Journées, le week-end dernier, du Patrimoine. Je vois chaque année approcher cette manifestation avec crainte. J'ai horreur des visites, ma femme les adore. Le compromis s'établit, comme toujours à l'imparfaite satisfaction des deux parties. Mais ne nous plaignons pas trop, on fait, au gré des portes ouvertes, des découvertes parfois très intéressantes.

Au programme d'hier, il y avait la Fondation Le Corbusier, square du docteur Blanche (une bonne heure de queue, on a laissé tomber), la verrière du Grand Palais (annoncée ouverte au public, annonce erronée relayée par internet – aimable filtrage à l'entrée – on nous a  refoulés), la (nouvelle) piscine Molitor et l'Hôtel de Ville de Paris.

Piscine_MolitorH_tel_Le_Molitor

A Molitor, il fallait prévoir plus d'une heure de queue, à moins … eh oui, à moins de passer par l'Hôtel  Sofitel Le Molitor qui l'englobe dans ses locaux, et qui fermait avec bienveillance les yeux sur ces quelques dizaines de petits malins qui franchissaient son seuil façon clients au lieu d'aller rejoindre les quelques centaines de disciplinés qui sagement s'alignaient à l'extérieur, sur le trottoir, devant l'entrée de la piscine.

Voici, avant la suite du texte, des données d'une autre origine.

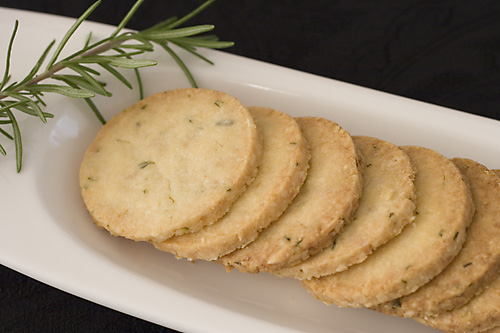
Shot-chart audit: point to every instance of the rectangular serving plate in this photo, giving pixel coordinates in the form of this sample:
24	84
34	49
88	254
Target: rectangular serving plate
46	233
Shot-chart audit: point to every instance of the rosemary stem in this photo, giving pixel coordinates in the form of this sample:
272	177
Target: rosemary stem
100	48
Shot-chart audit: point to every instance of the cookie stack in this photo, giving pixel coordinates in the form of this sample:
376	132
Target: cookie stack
359	221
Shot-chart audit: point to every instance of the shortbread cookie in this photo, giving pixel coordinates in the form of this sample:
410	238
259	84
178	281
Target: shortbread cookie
480	314
169	164
420	252
282	170
477	263
327	199
386	206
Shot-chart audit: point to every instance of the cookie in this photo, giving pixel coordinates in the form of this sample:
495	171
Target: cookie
170	164
282	170
480	314
477	263
386	206
328	198
422	250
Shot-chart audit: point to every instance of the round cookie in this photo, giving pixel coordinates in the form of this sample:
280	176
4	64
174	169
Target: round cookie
169	164
282	170
327	199
386	206
420	252
480	314
477	263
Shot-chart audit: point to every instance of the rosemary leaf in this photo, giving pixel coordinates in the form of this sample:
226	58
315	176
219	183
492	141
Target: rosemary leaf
192	50
111	53
18	144
116	74
62	90
71	31
37	65
82	83
177	33
6	74
180	63
131	63
127	17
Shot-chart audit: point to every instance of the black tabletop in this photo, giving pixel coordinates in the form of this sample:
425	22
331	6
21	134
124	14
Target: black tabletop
442	52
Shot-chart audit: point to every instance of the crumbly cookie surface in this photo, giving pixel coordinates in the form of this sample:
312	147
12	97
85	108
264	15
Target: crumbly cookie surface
386	206
477	263
169	164
328	198
282	170
422	250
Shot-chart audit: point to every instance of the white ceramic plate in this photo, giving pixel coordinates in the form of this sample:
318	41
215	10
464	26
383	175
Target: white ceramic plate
46	233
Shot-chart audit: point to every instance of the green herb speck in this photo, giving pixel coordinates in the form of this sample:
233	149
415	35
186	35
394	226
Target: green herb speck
145	164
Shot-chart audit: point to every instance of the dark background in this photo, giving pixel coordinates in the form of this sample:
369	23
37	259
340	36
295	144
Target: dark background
442	52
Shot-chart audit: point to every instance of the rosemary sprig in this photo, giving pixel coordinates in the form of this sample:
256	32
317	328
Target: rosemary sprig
79	80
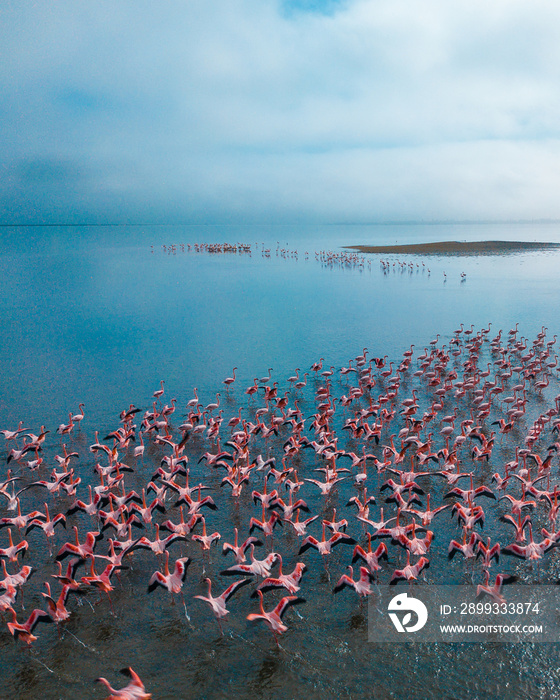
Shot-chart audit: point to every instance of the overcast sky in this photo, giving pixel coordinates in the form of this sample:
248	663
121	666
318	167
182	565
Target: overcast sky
270	110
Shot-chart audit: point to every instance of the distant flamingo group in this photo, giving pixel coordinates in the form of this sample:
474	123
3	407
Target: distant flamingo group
396	465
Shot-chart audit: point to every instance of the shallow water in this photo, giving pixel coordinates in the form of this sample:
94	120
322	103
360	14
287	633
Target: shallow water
101	315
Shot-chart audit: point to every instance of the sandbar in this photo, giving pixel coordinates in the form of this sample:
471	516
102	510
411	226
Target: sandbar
457	248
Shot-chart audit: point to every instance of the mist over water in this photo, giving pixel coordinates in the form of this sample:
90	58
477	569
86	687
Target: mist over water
100	315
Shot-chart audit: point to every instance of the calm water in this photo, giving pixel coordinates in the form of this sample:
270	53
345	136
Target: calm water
100	315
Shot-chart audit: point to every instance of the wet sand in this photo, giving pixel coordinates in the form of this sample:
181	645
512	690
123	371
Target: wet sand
458	248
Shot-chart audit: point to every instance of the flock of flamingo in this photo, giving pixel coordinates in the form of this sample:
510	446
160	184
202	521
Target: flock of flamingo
372	472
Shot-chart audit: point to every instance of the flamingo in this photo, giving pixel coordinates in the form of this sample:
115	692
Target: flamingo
218	603
361	586
173	582
273	619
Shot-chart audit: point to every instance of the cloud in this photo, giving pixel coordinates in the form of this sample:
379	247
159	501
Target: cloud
279	110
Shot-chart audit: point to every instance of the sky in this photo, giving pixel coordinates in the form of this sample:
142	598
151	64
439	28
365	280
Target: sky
193	111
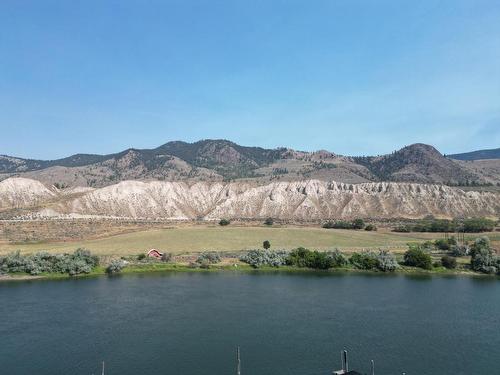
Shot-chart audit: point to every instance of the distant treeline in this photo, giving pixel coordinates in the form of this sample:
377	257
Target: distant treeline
473	225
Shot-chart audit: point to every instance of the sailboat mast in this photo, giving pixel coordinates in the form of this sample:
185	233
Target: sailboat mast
238	367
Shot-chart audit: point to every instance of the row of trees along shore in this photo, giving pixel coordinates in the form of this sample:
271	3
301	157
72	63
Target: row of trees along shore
483	259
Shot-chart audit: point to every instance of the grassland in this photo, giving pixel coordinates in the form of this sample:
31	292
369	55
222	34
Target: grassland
187	239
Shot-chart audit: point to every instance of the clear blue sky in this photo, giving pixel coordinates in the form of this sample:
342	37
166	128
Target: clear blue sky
350	76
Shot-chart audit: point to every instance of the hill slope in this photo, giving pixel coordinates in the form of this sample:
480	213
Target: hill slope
298	200
221	160
477	155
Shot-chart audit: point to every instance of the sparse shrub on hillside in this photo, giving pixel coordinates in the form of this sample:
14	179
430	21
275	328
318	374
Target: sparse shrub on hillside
260	258
224	222
116	266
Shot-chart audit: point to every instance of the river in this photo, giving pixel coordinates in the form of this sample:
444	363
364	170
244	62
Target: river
285	324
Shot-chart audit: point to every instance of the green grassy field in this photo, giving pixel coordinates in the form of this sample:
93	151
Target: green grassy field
199	238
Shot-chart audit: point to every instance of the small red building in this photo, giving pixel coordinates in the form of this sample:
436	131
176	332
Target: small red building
155	254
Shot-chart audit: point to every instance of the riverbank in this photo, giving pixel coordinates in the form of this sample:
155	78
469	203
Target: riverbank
238	267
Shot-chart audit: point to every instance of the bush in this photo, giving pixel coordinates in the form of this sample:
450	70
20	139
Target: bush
367	260
358	224
449	262
224	222
210	257
459	250
485	261
337	258
483	258
402	229
259	258
386	261
479	244
417	257
116	266
302	257
269	221
166	257
81	261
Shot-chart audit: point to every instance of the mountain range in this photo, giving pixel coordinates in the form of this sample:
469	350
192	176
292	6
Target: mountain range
222	161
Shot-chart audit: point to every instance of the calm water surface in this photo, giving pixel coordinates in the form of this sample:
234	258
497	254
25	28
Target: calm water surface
190	323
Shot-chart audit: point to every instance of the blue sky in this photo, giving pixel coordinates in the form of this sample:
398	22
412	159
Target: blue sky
354	77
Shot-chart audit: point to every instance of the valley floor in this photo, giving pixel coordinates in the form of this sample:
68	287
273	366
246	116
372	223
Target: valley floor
123	239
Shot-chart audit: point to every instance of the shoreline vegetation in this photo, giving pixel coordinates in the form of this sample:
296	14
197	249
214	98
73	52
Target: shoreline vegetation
439	257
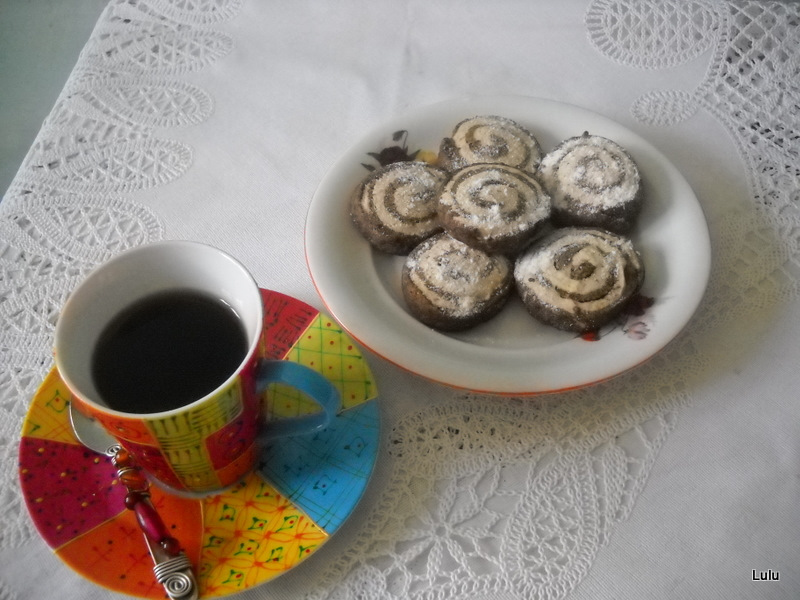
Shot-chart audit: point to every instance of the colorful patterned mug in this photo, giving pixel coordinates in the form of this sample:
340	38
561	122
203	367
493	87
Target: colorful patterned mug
211	441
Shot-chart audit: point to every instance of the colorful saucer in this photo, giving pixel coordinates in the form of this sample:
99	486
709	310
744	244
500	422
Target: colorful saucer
301	493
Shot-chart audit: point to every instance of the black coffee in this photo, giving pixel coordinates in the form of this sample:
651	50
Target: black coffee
167	350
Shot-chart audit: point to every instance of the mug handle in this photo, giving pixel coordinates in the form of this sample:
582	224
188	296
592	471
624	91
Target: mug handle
311	383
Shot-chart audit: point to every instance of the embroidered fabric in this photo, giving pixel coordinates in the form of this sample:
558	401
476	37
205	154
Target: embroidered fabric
477	496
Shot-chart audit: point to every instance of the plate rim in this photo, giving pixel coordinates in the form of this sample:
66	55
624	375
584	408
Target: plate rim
316	238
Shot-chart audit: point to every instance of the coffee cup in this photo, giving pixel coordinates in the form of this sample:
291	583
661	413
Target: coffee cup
162	347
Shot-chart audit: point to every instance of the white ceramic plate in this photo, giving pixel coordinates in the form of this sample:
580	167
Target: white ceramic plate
512	353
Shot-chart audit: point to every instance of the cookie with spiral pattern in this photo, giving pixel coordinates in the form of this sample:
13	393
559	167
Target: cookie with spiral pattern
490	139
578	279
593	182
494	207
450	286
395	206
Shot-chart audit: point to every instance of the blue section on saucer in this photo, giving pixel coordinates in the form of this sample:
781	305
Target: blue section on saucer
325	474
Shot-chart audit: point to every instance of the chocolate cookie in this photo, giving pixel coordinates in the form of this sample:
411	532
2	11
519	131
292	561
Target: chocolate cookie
578	279
493	207
395	207
490	139
450	286
593	182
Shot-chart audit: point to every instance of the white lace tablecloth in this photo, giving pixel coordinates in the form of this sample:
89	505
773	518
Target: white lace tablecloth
214	120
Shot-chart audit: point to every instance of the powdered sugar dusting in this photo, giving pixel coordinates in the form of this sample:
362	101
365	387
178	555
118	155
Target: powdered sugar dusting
454	277
592	171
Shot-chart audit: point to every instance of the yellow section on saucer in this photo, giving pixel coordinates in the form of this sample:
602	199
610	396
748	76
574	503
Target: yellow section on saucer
324	347
48	417
251	534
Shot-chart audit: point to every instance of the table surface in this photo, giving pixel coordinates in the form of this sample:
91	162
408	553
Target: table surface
680	478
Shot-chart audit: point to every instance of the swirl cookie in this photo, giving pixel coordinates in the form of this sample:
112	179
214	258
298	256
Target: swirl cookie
449	286
593	182
578	279
395	207
490	139
493	207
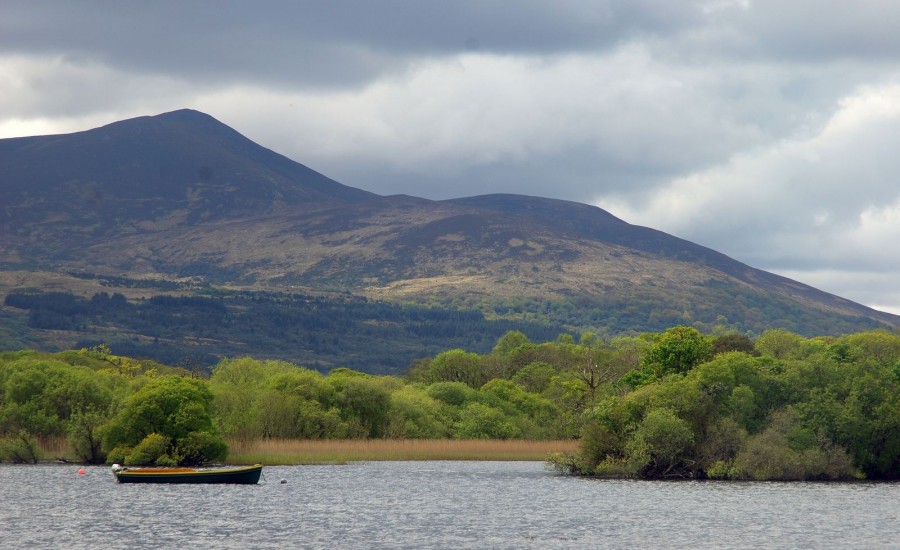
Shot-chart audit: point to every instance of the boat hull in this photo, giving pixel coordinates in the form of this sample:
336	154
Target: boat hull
243	476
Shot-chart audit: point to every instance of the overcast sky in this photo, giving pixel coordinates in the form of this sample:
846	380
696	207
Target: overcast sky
768	130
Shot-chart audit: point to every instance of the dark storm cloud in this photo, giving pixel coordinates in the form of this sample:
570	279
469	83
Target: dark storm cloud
335	43
764	129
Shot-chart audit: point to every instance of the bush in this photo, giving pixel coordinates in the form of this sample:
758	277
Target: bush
148	450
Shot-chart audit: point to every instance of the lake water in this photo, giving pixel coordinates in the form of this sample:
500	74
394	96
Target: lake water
437	505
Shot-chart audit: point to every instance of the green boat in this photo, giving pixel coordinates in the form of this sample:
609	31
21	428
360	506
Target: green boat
248	475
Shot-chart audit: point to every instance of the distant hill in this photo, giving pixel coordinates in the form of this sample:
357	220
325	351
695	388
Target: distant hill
181	203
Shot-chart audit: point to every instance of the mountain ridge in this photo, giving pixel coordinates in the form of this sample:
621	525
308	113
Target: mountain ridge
182	196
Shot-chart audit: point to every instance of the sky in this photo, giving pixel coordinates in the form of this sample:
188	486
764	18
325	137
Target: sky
767	130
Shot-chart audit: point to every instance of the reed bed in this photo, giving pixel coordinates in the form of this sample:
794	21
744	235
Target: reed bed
335	451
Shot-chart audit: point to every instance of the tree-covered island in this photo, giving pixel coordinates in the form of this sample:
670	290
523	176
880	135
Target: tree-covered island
677	404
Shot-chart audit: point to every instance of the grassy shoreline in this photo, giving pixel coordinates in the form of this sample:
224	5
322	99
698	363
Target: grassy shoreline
342	451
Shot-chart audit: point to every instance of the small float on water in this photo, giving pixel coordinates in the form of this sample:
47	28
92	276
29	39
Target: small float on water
248	475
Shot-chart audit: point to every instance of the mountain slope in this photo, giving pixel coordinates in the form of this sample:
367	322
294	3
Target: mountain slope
178	169
157	201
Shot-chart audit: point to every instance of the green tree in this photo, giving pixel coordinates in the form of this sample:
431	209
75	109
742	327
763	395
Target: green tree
176	409
677	351
661	446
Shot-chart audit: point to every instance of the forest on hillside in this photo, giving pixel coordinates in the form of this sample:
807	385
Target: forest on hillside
672	404
322	332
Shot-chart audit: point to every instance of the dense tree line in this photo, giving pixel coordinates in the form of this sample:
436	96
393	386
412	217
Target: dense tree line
671	404
320	332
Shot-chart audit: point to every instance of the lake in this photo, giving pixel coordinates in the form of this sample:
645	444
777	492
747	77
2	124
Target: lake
437	505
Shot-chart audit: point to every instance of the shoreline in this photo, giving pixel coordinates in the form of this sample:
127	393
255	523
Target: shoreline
283	452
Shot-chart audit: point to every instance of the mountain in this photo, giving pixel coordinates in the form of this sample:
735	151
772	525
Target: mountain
181	203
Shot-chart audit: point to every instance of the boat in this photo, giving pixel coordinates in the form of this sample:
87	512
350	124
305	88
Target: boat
247	475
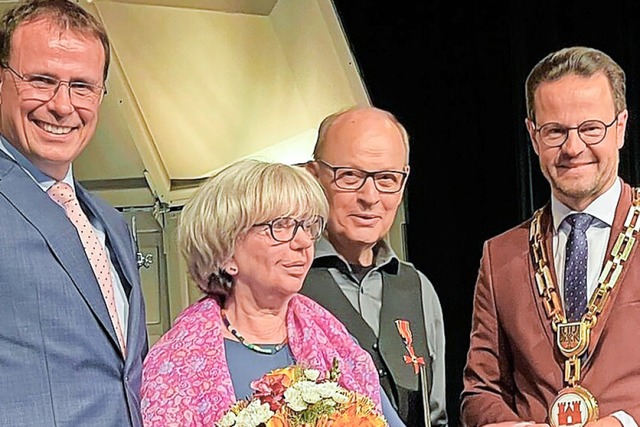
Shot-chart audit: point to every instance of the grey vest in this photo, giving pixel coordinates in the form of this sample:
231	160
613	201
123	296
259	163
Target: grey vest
401	299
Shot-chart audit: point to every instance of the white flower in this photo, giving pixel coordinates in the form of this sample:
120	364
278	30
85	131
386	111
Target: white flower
311	374
254	414
340	396
328	390
293	398
228	420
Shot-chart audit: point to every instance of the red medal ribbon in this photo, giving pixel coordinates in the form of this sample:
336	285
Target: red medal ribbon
405	332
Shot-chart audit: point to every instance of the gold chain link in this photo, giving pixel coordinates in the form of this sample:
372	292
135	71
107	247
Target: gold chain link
606	280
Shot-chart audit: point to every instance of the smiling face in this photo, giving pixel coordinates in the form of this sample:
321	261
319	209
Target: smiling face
51	134
578	173
270	271
364	139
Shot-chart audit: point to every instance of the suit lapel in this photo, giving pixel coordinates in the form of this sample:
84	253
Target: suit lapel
60	235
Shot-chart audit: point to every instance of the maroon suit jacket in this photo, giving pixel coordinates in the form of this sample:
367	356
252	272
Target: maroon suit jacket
514	369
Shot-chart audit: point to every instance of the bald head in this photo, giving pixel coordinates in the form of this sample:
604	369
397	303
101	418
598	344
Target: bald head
355	122
360	142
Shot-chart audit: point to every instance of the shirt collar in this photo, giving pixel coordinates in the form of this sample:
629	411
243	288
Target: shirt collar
384	256
43	180
603	208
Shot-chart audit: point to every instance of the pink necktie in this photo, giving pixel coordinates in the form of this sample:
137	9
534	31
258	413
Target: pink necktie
64	195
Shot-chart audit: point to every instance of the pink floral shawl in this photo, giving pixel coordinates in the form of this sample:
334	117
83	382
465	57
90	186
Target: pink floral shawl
186	381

Pas grand-chose à raconter, en fait. Beau bassin intérieur de 25 mètres, beau bassin extérieur de 33 mètres, segmentés sur le mode 25 + 8 par un muret à peine immergé pour séparer bassin de natation et barbotage. Le plus intéressant? La terrasse de l'hôtel, au 4ième étage, avec vue sur les serres d'Auteuil menacées par les projets d'extension de Roland-Garros.

Broutilles.

H_tel_de_Ville_de_Paris

Et puis l'Hôtel de Ville de Paris. Aucune queue à l'entrée, vers dix heures, dimanche, filtrage serré mais bienveillant (sans portable, puis sans montre, puis sans pardessus, je faisais sonner le portique de sécurité. On m'a dit: Passez quand même, inch allah!)

C'est immense, fastueusement décoré et vide. Quelques vitraux amusants, une exposition des étudiants de l'école des Beaux-Arts, une présentation des corps de métiers de la Ville de Paris, de beaux plafonds, etc.

On voulait voir le bureau du Maire.

C'est une double horreur.

Ce n'est pas un bureau, mais une grande salle foutraque où sont accumulées quelques laideurs artistiques (un cheval polychrome, un panda bicolore, un buste de Marianne par Faizant qui a fait plus rigolo) et où trône un scandale dysorthographique.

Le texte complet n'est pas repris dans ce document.